With 637,000* vacancies advertised within the UK between February-April 2020, these figures equate to a 25% decrease in vacancies across the UK YoY. The numbers also show that there has been a drop of 170,000 available roles since the previous quarter (November 2019-January 2020).
It is uncertain as to when the job market will pick up again, with figures released in April** highlighting that 63% of businesses revealed they have taken a financial hit from the effects of COVID-19.
Joel Kempson, personal finance expert at money.co.uk, said: “COVID-19 is clearly having a devastating effect on the UK jobs market. It’s shocking to think that just three months ago in February, there was a record employment rate of 76.6% across the UK.”
It is clear that within Q1 of 2020, there was already a dramatic drop in job vacancies across many industries, with the hardest hit being:
Financial Services and Insurance (-15%)
Transport and Storage (-14.8%)
Whereas other sectors have seen job opportunities rise, including:
Public Administration (+9.5%)
Mining and Quarrying (+7.1%)
Administration & Support Services (+4.2%)
Surprisingly, despite the troubles facing the housing market, there has also been an increase in available job vacancies within Real Estate (+4%)
Joel Kempson added: “Industries that have taken the biggest hit as a result of the coronavirus crisis, are those which were forecast to see huge growth across 2020. Last year, the UK achieved its largest fintech investment on record, as up to £3.8 billion worth of capital was raised.
“This backing should give those within the industry hope that there may be positive movement within these areas as lockdown restrictions ease.”
Ultimately, the fall in job vacancies throughout the UK is yet more bad news for the 2.1 million people claiming unemployment benefits.

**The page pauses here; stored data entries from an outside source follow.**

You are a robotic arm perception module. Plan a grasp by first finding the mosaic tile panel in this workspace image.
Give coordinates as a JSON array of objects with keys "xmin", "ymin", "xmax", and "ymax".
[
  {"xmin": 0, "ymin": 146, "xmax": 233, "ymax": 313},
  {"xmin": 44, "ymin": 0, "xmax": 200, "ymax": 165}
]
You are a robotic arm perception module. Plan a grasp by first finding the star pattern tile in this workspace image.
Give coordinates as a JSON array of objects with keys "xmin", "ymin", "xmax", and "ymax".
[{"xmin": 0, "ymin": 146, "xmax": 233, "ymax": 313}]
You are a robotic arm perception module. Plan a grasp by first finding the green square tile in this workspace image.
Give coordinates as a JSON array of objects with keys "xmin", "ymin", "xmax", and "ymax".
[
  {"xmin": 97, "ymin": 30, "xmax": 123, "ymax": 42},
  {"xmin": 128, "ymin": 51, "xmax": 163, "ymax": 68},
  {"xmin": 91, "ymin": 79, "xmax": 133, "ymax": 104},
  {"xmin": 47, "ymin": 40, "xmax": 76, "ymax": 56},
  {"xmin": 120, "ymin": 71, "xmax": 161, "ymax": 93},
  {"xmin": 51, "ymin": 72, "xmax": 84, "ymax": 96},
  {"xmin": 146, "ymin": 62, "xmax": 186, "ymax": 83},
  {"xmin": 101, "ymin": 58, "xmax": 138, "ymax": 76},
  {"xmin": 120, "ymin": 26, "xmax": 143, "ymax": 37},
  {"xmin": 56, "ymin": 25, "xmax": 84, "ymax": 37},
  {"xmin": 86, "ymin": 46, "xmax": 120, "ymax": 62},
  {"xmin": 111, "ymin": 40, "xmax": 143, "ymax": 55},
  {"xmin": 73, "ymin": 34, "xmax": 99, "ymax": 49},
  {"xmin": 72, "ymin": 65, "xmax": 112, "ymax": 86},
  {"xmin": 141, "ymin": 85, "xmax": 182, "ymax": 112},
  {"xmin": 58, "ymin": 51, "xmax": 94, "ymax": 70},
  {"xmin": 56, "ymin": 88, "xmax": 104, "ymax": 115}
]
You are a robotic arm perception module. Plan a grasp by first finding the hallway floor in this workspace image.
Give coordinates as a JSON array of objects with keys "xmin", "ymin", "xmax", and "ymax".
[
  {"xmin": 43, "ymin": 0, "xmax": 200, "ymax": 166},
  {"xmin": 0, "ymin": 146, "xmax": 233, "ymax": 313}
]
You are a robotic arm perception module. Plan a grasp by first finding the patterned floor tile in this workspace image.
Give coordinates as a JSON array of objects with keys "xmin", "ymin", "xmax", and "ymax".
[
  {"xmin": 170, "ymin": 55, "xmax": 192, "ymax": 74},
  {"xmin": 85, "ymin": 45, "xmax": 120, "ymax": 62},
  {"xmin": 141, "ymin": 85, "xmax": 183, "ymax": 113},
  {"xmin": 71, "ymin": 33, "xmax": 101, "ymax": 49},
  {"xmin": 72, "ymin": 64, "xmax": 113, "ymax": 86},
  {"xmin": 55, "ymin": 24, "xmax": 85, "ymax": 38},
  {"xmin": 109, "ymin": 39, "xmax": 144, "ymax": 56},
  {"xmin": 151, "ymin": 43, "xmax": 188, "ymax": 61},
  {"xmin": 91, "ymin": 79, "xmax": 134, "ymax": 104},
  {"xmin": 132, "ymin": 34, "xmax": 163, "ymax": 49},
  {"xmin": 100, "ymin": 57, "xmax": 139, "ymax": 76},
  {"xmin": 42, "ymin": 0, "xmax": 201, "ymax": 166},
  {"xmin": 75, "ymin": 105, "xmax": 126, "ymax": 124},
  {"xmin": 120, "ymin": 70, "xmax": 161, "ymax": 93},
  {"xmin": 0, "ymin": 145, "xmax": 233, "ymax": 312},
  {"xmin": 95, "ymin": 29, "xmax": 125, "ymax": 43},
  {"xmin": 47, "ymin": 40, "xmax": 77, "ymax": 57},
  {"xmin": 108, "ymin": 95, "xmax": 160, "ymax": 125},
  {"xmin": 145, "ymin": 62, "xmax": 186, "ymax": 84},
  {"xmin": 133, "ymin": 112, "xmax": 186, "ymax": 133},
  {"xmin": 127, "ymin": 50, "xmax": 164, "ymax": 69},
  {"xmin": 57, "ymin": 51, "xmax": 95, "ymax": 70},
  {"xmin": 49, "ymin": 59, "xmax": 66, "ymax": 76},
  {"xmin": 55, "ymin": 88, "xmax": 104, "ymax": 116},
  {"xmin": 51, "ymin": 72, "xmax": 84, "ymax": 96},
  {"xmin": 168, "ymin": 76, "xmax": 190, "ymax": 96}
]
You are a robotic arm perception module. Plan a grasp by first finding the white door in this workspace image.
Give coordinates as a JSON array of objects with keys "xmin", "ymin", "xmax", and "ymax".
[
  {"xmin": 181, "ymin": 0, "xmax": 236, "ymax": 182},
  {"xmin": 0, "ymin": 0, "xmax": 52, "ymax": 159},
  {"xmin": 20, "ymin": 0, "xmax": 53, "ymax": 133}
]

While the government has provided financial support for businesses, such as the Coronavirus Job Retention Scheme, there is a strong sense of uncertainty as to what will happen to those working in industries that may find it difficult to recover.

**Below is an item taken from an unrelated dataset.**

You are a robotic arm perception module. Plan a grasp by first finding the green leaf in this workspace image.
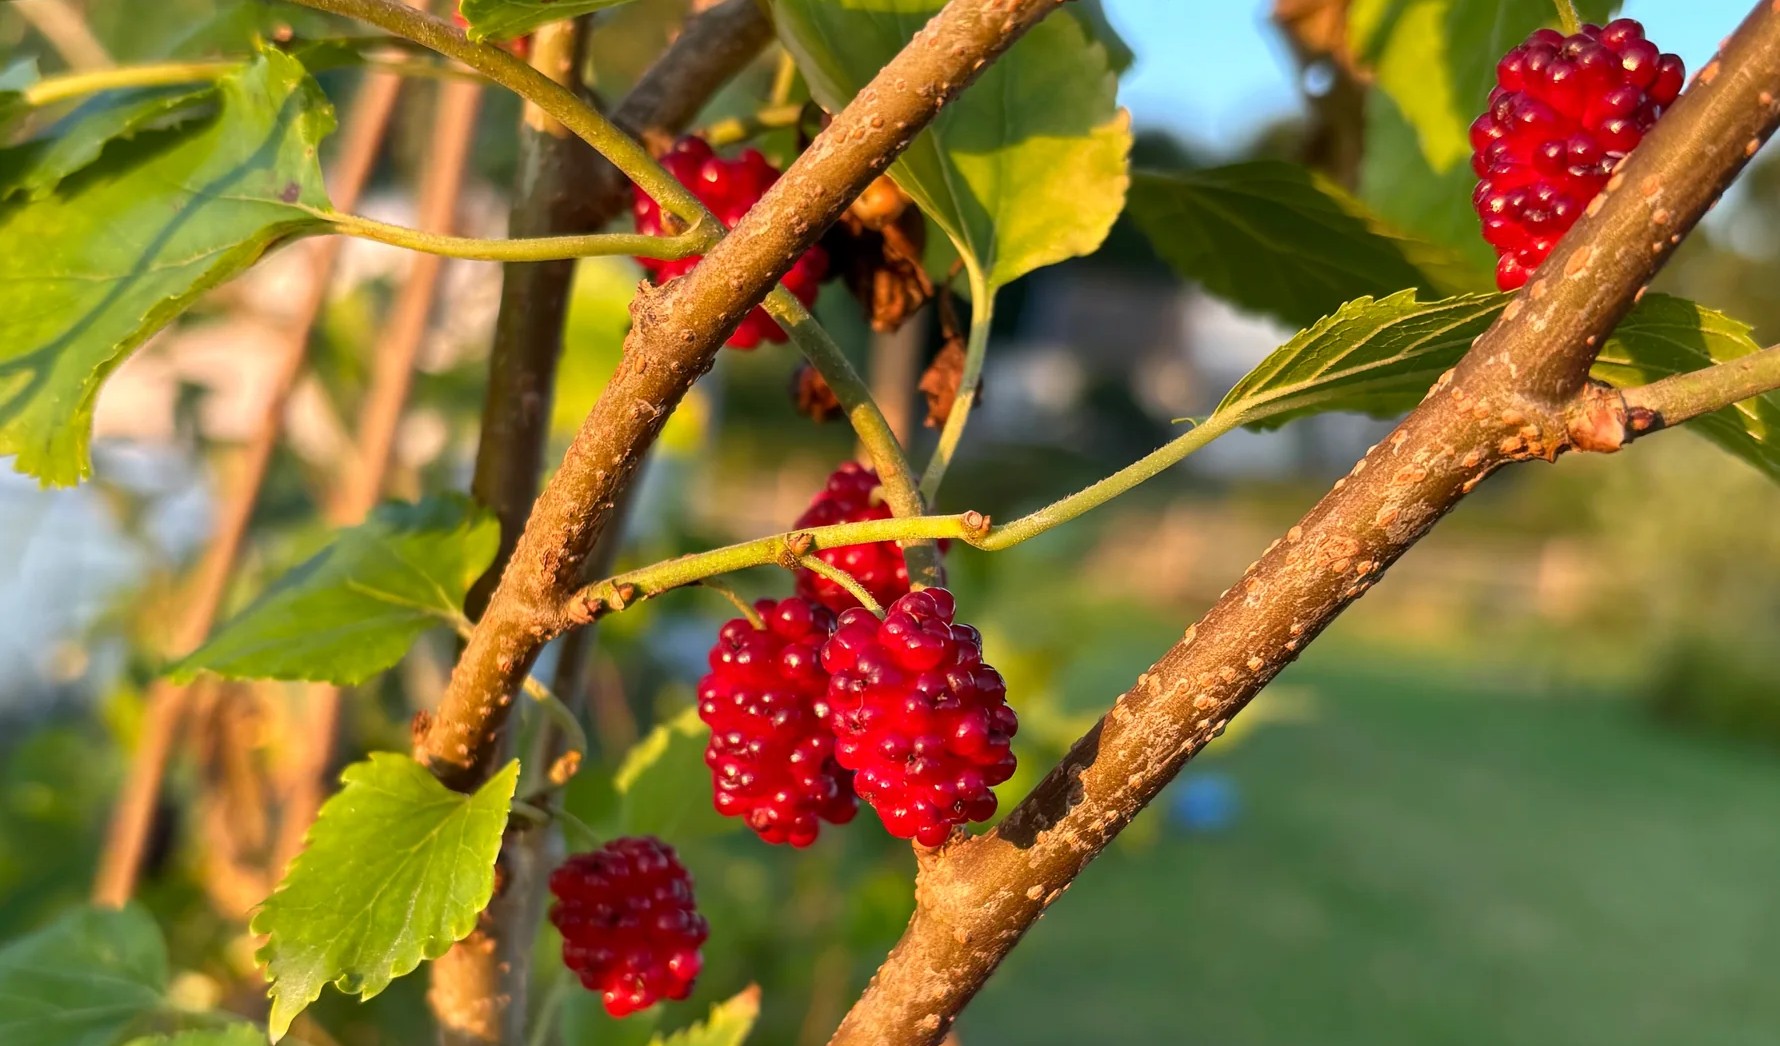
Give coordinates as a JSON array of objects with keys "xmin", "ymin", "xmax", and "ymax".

With 25% of UK workers being furloughed, it is important that people are taking necessary steps to cut back on their spending, and save where possible, in such unprecedented times.
Joel Kempson concluded: “The decline of the jobs market is a great worry to both those currently unemployed and anyone working in industries that have been hit by the COVID-19 crisis. As a result of this, it is vital that people take the opportunity to save money where possible.
From shopping smartly, to looking at monitoring monitoring regular outgoing bills, individuals should look to assess their outgoings as small changes across spending budgets can make a great difference in the long run.”